In our study, the OR rate of 17.3% and DC rate of 64.2%, according to RECIST, were consistent with the results from the REFLECT trial. In addition, the therapeutic effect varied according to the hepatic reserve. In particular, patients with Child–Pugh grade B did not achieve OR, and their OS was poor. Moreover, even in cases with poor PS, the OR rate, as well as the OS, was low. Child–Pugh grade B and poor PS cases tended to have low RDI (Figure 7). Our results suggest that a low RDI was presumed to affect the therapeutic effect. Therefore, to maintain a sufficient RDI, it is essential to administer lenvatinib to patients with Child–Pugh grade A and PS 0.

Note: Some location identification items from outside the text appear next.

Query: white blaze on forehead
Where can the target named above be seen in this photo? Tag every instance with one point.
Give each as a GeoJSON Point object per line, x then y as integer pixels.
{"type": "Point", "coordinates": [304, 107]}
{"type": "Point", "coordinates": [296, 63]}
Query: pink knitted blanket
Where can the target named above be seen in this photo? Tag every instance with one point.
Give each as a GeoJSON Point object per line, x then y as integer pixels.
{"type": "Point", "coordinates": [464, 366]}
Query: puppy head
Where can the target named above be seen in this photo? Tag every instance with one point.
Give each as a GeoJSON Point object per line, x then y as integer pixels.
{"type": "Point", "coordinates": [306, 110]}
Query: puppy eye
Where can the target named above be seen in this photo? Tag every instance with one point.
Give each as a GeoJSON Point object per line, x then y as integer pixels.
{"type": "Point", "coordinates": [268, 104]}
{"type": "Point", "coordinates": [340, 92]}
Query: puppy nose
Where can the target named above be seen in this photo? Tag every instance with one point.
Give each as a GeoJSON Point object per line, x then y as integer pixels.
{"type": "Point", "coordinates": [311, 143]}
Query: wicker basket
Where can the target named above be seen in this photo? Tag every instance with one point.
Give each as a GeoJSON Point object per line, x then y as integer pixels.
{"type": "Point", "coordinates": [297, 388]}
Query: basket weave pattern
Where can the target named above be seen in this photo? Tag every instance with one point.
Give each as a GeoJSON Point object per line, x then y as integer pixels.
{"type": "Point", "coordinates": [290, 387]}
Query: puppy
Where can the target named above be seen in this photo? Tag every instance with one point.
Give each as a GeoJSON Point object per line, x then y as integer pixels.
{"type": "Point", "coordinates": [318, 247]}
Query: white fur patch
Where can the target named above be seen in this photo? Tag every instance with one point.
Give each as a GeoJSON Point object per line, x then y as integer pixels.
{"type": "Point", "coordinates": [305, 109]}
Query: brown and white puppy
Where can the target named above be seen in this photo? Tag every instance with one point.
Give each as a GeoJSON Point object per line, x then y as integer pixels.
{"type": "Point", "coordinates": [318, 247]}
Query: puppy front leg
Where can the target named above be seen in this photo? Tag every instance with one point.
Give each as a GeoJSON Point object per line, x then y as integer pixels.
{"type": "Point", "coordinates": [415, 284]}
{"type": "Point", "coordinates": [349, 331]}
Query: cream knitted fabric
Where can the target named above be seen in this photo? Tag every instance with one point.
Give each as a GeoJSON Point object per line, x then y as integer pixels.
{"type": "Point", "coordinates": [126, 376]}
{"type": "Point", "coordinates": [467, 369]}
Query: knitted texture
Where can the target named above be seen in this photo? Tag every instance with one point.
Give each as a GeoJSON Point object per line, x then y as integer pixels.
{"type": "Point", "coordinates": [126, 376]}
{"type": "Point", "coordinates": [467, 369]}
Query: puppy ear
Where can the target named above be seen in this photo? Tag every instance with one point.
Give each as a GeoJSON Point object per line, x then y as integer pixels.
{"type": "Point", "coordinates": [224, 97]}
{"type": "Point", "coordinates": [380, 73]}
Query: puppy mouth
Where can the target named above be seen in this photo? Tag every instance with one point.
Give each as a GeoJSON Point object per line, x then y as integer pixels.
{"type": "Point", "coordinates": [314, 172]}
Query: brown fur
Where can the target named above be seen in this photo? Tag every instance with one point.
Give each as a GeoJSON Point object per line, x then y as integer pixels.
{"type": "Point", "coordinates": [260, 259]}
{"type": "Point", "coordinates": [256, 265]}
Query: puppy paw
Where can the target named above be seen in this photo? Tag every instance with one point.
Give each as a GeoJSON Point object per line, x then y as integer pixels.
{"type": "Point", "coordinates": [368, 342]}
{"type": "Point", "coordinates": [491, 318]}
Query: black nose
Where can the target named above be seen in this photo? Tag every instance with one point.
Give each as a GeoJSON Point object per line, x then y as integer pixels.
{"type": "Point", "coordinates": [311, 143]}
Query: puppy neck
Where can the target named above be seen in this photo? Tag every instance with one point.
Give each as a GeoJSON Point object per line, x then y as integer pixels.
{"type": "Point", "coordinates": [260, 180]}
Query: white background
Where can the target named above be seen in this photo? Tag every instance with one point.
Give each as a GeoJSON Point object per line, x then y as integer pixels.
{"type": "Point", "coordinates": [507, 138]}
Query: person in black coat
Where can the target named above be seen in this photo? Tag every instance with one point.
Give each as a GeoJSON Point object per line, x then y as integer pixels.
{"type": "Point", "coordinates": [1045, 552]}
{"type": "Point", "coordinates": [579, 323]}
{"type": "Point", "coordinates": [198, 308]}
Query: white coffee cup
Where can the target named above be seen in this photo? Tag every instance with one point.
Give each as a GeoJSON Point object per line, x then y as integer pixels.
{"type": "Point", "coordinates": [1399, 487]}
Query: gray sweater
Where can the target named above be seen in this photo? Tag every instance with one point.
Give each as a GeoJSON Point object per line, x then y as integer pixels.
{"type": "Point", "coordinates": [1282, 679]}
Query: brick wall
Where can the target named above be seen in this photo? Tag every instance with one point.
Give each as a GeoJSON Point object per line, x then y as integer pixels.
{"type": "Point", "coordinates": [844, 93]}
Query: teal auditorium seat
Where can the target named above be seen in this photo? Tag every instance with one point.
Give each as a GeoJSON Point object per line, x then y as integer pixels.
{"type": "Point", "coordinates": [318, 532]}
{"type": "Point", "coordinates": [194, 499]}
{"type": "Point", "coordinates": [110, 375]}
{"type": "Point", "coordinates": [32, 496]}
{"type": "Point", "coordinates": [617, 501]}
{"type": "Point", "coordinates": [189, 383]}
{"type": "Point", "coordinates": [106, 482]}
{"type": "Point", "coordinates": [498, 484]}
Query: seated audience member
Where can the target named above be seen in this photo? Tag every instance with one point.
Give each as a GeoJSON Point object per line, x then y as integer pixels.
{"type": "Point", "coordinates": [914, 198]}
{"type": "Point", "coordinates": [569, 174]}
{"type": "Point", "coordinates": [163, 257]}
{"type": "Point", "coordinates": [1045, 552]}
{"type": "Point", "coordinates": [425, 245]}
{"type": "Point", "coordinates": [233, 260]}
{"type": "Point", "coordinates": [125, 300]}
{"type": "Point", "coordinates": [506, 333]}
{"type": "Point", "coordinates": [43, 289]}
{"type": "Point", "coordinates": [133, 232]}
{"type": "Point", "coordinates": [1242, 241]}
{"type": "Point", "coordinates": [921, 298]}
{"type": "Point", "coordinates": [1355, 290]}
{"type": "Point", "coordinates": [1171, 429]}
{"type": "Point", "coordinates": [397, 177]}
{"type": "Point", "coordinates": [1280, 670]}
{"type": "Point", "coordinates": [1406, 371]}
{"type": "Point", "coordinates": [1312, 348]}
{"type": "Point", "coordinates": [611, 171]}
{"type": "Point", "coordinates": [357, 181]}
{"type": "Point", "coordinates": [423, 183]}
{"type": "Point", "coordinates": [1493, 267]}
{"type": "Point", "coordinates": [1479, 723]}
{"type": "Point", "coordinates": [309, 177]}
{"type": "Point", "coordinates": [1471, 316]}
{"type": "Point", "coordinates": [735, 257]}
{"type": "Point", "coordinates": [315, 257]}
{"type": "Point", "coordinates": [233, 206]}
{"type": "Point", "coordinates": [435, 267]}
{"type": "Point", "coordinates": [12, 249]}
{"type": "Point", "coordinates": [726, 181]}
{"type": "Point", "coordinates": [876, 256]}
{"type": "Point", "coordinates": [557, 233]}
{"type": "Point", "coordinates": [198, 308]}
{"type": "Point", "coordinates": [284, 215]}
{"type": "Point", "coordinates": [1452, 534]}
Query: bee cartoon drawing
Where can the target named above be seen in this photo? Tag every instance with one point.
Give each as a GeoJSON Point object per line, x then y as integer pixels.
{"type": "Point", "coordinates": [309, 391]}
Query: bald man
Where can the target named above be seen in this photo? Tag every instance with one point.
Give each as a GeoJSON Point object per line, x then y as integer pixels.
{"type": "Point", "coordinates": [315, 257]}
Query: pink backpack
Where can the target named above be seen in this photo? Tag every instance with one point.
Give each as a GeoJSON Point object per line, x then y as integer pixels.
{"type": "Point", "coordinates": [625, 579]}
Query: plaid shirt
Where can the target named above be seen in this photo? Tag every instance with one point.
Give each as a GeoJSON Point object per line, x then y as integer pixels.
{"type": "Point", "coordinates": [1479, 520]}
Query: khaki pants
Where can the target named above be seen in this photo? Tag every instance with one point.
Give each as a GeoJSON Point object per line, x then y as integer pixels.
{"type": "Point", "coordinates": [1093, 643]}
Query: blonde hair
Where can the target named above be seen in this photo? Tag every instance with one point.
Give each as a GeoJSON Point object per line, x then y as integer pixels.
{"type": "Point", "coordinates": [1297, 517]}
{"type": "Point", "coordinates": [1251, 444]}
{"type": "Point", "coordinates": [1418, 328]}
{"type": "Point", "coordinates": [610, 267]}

One of the limitations of the present study was its retrospective nature. Additionally, in our study, the relationship between DC and RDI was weak. It is unclear whether continuing at a low RDI will contribute to SD and an improved prognosis. A further increase in the number of cases and an extension of the observation period is necessary. In addition, combination therapy involving lenvatinib and other treatments should be considered in the future. Regardless of these limitations, our data are thus the first to demonstrate the relationship between RDI and anti-tumor effects according to the RECIST criteria in a clinical setting.

5. Conclusions

In conclusion, our study revealed that a sufficient RDI is required to achieve OR and that OR extends prognosis. It is strongly recommended that lenvatinib be administered at a sufficient dose for patients in good condition.